I don’t remember the exact circumstances of my birth but it seemed as though I, along with many other boys, were taken from our villages by a terrorist group known as the Jackals.

A group that was spread across several countries in Central Africa and secretly backed by various benefactors, private and government, eastern and western.

The group’s purpose was to keep the regions it occupied out of the hands of anyone its benefactors didn’t want, allowing them to gouge the regions for all they were worth.

Diamonds, gold, lithium, people, anything.

Our job, as child soldiers, was to keep the United Nations from sending large forces into the region.

After all, it wouldn’t be a good look for them if a region that was widely known to have child soldiers was cleared in an aggressive military effort.

We didn’t know any of this, however.

All we knew was violence and cruelty.

All of which was beaten into us until we either died or grew up to continue the cycle.

My group in particular was lead by a man named Simbi who worked directly under the elusive and mysterious leader of the Jackals.

Simbi ruled over a patch of Savannah known as the Red Wastes since the sand there had a slight red tint to it.

I wasn’t sure whether this was where I was born or where I just so happened to end up after being taken by Simbi’s men.

The other boys and I, pups all, lived in the outer parts of Simbi’s encampments.

He and the other Jackal leaders always made sure to stay mobile for obvious reasons but while he and his men slept in military issue tents and ate on stolen military supplies, we slept in thin blankets beneath the night sky and ate what scraps they left behind or food that had gone south.

They did it to harden us.

Or at least that’s what Simbi used to tell us whenever we cried.

A man was only ever worth as much as he could bear.

Men who could bite their teeth through enough pain could lift mountains, he said.

He promised us that if we suffered enough, if we worked hard enough, we would one day sit atop the mountains we once struggled to lift.

We carried these words deep in our hearts as we followed him across the Savannah and even as our bodies ached, we told ourselves it would be worth it if we just kept going because the alternative was a brutal death.

Any boy who tried running away would be captured and have their hands and feet beaten until they were flattened pieces of meat and bone.

They would then be given their wish and tossed into the Red Wastes.

They made us watch all this and it taught us one thing.

Don’t try to leave.

They didn’t even have to say anything or warn us.

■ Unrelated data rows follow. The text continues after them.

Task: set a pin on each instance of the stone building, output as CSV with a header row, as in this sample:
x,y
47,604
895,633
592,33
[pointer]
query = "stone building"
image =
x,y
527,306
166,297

We simply behaved or tried harder once corporal punishment was dealt.

If we behaved, we would be allowed to accompany Simbi on some of his raids.

He mostly targeted villages that were set to receive supplies via air drops.

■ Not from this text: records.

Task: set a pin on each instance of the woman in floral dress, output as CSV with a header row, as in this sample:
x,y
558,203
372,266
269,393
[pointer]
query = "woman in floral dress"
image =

Using the many connections the Jackals had, he could pinpoint when an aircraft would fly over the Red Wastes and intercept whatever packages it dropped.

But he never stopped at taking food from the villagers.

No, once the packages were secured, we would enter the village proper and take every young boy all while the men women and girls were rounded up by our seniors.

The women would then all be lined up before Simbi who would chose those he deemed the prettiest.

His men would then have their way with the others and not even the girls were spared.

Any men who dared move during all this we hacked to pieces all while we watched from behind with cold, heavy metal in our hands and tears in our eyes.